There are several trenches and deeps in the Pacific Ocean. These depressions are located either along the island arcs or mountain chains. It may be pointed out that the trenches are found mainly in the western Pacific Ocean.
FAQs related with Bottom Reliefs Of The Pacific Ocean
Ques 1. What are the bottom reliefs of the Pacific Ocean?
Answer: The bottom reliefs of the Pacific Ocean encompass a wide range of geological features on its seabed. These include oceanic trenches, volcanic island arcs, seamounts, abyssal plains, guyots, and oceanic plateaus, among others.
Ques 2. How are the bottom reliefs of the Pacific Ocean formed?
Answer: The formation of the bottom reliefs in the Pacific Ocean is influenced by various geological processes. Oceanic trenches, for example, are created by the convergence of tectonic plates, while volcanic island arcs result from subduction zones. Seamounts are formed by volcanic activity, and abyssal plains are shaped by sedimentation over time.
Ques 3. What is the significance of the bottom reliefs in the Pacific Ocean?

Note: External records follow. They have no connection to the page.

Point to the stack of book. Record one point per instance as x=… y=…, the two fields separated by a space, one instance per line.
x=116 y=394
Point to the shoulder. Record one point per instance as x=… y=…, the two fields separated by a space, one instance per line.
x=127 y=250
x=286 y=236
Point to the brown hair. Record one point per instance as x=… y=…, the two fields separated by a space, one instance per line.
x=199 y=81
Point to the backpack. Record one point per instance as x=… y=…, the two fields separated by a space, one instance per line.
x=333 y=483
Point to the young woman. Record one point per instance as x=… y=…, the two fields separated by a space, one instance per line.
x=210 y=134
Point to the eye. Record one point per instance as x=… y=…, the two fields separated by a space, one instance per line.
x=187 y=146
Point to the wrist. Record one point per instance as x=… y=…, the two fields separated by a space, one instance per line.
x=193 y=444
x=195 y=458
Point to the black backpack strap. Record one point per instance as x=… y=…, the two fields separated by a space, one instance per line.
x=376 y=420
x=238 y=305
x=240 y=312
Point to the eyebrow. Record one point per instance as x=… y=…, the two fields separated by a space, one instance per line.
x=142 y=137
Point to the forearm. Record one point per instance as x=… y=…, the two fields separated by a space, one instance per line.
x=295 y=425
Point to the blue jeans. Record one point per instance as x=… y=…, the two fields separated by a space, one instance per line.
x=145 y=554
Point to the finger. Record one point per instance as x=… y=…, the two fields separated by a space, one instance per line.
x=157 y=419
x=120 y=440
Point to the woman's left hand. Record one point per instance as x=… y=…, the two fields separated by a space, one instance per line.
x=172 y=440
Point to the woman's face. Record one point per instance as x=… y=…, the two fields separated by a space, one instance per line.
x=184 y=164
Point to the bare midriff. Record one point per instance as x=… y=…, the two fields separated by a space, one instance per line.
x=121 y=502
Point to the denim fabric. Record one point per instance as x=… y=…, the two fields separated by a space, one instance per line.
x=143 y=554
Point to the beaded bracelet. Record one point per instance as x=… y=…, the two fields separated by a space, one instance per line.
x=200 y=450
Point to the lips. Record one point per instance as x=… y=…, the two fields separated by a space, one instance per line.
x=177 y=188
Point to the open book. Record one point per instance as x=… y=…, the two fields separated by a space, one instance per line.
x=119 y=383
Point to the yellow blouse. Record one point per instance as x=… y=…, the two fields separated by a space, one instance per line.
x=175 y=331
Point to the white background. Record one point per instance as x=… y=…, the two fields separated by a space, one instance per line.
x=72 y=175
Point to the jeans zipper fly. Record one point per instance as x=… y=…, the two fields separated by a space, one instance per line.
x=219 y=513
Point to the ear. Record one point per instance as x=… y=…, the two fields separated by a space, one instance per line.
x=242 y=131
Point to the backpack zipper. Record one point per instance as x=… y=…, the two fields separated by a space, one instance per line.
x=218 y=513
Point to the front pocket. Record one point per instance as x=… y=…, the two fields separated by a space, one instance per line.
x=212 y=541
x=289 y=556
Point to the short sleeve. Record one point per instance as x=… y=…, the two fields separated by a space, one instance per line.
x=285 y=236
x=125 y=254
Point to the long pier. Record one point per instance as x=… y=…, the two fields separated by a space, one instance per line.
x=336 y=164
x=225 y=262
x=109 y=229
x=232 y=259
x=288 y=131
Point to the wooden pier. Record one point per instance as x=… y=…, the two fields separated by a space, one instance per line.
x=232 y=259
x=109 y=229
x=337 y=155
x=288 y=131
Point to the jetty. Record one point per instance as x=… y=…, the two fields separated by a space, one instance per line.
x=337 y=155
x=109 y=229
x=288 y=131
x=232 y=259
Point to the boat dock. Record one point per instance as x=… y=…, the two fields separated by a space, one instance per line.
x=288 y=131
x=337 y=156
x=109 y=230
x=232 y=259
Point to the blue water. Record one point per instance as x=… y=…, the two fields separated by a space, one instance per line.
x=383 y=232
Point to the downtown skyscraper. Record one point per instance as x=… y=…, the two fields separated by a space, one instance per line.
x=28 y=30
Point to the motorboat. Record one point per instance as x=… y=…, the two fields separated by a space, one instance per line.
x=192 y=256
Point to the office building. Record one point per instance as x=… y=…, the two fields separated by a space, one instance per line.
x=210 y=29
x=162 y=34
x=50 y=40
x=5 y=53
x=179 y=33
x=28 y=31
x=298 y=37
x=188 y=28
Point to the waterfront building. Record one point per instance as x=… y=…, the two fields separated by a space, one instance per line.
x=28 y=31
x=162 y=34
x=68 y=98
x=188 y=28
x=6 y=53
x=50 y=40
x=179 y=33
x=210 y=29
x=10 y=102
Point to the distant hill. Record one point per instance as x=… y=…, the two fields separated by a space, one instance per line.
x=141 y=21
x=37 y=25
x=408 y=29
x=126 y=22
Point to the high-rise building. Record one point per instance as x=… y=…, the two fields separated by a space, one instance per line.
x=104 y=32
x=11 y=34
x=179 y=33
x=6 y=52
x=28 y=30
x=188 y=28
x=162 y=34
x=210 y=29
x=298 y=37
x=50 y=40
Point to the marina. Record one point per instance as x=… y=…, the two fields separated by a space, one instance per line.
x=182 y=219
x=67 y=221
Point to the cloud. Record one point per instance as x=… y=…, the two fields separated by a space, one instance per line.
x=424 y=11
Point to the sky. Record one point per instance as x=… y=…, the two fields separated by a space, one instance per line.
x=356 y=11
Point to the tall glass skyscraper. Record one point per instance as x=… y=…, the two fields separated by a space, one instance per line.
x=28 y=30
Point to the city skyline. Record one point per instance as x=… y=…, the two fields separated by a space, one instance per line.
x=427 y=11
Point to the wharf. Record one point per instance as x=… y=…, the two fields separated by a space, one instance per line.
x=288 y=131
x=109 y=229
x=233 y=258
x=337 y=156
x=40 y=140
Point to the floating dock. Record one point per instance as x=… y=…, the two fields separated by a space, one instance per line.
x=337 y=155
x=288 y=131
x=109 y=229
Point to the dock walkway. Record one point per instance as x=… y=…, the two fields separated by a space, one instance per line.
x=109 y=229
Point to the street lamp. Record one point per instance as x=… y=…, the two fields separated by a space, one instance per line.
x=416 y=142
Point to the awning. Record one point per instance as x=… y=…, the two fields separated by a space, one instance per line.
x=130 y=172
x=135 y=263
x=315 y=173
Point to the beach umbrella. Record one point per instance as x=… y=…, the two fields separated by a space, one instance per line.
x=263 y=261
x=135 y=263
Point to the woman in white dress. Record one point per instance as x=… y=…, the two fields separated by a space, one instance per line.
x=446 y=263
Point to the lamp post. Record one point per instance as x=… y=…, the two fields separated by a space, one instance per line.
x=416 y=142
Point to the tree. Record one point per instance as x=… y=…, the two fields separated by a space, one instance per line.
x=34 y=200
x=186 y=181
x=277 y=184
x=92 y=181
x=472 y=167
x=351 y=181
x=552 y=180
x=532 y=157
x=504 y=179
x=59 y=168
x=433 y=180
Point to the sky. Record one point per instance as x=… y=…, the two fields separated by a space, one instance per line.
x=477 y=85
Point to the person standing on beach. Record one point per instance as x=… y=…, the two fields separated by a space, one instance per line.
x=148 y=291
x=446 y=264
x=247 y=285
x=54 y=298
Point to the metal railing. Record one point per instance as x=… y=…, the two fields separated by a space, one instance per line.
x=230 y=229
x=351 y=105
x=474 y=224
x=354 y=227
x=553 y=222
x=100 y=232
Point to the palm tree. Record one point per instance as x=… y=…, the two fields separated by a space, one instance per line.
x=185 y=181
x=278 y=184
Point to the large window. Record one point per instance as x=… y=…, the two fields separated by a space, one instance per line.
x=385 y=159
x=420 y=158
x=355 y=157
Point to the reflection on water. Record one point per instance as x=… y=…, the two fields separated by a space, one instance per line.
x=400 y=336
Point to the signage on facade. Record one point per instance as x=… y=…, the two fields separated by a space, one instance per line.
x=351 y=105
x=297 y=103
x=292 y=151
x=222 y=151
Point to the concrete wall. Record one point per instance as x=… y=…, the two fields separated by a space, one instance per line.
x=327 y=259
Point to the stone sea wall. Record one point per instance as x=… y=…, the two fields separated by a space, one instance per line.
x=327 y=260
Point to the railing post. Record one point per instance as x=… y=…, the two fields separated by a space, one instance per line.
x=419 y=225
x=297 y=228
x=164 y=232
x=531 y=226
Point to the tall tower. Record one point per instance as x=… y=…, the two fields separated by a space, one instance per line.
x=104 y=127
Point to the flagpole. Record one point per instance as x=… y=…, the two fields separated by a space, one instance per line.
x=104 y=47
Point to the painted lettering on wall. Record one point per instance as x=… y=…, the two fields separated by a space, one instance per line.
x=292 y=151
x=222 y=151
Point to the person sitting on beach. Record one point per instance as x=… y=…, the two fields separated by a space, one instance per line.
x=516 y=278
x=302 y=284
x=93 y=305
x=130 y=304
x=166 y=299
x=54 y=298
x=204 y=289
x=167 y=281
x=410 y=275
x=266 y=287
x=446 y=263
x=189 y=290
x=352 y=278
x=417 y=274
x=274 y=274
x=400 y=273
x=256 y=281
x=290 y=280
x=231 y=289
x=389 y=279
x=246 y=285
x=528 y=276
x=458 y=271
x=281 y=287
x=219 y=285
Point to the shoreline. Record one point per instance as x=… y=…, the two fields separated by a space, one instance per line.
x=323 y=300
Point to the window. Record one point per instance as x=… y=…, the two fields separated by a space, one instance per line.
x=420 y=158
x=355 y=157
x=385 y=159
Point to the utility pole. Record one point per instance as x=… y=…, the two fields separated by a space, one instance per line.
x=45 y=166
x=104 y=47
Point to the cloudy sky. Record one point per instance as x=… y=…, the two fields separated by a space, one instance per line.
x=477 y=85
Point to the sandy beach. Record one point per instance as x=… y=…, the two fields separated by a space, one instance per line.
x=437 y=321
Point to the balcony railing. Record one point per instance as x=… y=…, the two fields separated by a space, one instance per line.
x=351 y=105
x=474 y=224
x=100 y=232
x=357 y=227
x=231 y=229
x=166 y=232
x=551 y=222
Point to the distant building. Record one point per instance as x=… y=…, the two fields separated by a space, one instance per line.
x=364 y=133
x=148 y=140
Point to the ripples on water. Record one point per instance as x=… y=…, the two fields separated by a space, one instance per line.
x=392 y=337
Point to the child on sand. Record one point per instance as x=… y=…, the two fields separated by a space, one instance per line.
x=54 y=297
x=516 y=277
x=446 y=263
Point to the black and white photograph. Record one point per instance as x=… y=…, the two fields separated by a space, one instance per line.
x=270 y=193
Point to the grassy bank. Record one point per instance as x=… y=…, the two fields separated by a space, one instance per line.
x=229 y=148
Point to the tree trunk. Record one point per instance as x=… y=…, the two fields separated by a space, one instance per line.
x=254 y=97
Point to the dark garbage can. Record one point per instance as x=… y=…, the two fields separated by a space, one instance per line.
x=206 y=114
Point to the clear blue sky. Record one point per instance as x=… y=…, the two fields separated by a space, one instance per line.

Answer: The bottom reliefs of the Pacific Ocean play crucial roles in the Earth’s geology, oceanography, and marine ecology. Oceanic trenches are associated with subduction zones and major earthquakes, making them important in understanding seismic activity. Volcanic island arcs contribute to the formation of new land masses. Seamounts and underwater plateaus provide essential habitats for various marine species and support unique ecosystems. Additionally, the exploration of these features helps us gain insights into the planet’s tectonic processes and the potential for resource exploration and conservation efforts in the deep-sea environments.